Monday, Jul. 15, 1974
Ghost Story
While testifying before the Ervin committee last summer, Jeb Stuart Magruder mentioned that the Committee for the Re-Election of the President had paid $20,000 to Author-Columnist Victor Lasky in 1972. Amid the Watergate quakes, this disclosure hardly caused a tremor, but it did rattle Lauren Soth, editorial-page editor of the Des Moines Register and Tribune. He alerted the National Conference of Editorial Writers that the 100 papers subscribing to Lasky's weekly column (syndicated by the North American Newspaper Alliance) had been uninformed about Lasky's financial connection with C.R.P.
The N.C.E.W. decided that Lasky had "abused his position as an editorial-page columnist" and that his syndicate was culpable for condoning the arrangement once it became known. The National News Council,-- asked to look into the case by the editors' group, upheld both charges on June 25. But Lasky, 56, a pugnacious conservative and veteran Kennedy baiter (JFK: The Man and the Myth), is not taking the News Council verdict passively. "I get a total of $30 a week from North American for my column," he fumes. "For that I should go on welfare." Lasky explains that Republican friends were looking for a writer to do columns and speeches for Martha Mitchell at the beginning of 1972.

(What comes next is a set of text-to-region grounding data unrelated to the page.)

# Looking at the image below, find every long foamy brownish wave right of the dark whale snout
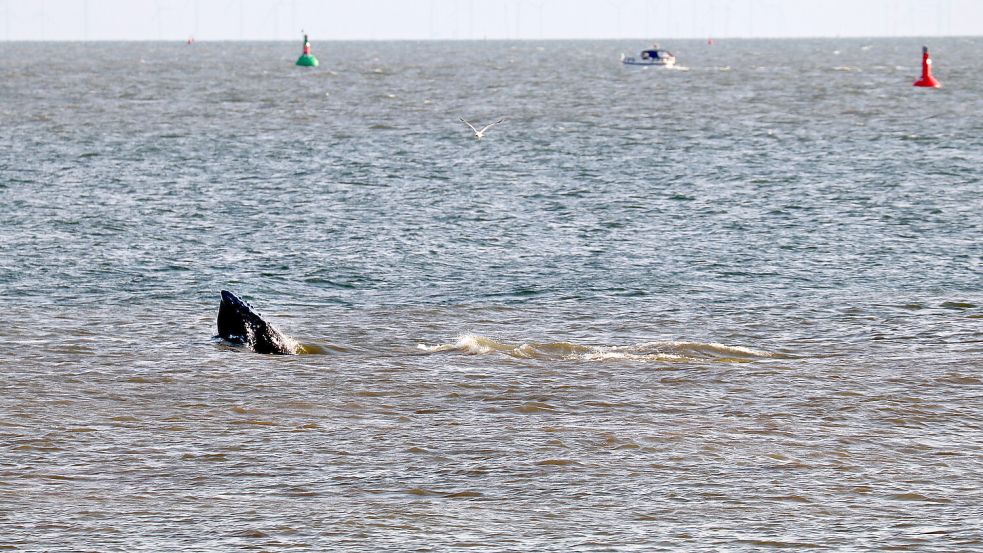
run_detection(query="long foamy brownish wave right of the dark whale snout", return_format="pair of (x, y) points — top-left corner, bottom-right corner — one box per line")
(417, 333), (780, 363)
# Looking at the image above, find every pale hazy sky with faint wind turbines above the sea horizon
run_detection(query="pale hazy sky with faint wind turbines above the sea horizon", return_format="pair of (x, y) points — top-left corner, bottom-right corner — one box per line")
(0, 0), (983, 41)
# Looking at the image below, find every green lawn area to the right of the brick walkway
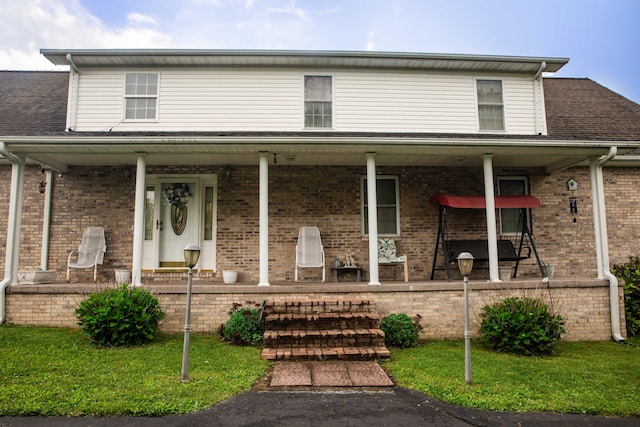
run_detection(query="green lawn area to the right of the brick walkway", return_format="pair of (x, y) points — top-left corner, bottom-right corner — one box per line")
(384, 341), (640, 417)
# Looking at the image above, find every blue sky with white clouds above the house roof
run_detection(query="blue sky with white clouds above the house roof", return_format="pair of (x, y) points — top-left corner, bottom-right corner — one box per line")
(0, 0), (640, 103)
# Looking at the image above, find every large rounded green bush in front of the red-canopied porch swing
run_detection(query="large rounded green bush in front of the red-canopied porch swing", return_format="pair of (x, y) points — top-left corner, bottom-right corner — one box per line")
(480, 297), (566, 356)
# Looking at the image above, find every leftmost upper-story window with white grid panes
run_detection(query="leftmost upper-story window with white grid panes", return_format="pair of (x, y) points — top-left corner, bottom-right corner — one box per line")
(124, 73), (158, 120)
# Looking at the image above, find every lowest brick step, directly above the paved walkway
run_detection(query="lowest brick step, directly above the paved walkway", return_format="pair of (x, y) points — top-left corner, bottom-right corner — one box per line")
(262, 346), (391, 360)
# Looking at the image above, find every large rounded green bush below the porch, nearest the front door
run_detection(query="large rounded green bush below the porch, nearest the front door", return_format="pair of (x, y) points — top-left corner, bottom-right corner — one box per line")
(76, 284), (164, 347)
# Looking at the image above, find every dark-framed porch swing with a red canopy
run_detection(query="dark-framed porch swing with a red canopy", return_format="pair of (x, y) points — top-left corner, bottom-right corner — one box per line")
(429, 194), (547, 281)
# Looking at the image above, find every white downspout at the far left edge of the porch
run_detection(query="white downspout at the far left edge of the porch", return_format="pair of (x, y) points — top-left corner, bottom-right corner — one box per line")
(0, 142), (25, 325)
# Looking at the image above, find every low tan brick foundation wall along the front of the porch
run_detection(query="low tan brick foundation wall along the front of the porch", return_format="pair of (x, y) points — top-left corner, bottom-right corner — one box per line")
(6, 280), (625, 341)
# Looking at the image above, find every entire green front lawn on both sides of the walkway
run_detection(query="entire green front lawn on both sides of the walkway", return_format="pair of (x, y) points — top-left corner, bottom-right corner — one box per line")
(0, 325), (640, 416)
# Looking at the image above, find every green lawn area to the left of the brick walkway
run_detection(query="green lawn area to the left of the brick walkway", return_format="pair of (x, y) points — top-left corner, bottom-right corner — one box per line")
(0, 325), (268, 416)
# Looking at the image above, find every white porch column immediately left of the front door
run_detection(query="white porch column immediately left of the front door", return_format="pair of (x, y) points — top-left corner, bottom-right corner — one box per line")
(131, 153), (147, 286)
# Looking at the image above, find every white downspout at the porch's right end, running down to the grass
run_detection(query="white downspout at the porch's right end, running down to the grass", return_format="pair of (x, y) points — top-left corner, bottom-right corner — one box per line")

"Finally someone said, 'Why don't you take it?' " Lasky closed the deal, and the writer worked from March to July 1972, ghosting gags, speeches and magazine articles for Martha. "I did lousy stand-up jokes for Mrs. Mitchell to tell on herself," Lasky says now. "Next thing I know, a bunch of self-appointed busy bodies descends on me."
Lasky insists that his labors for Martha had nothing to do with his column, which is merely a minor sideline for him. "Nobody gave me orders or told me what to write." N.A.N.A. Executive Editor Sid Goldberg defends Lasky: "You know, in the nature of being a ghostwriter, you don't advertise what you are doing." Both men feel that a fee from C.R.P. looks more sinister now than it did when Lasky picked it up.
* A 15-member panel established last year by the Twentieth Century Fund to monitor press fairness and accuracy.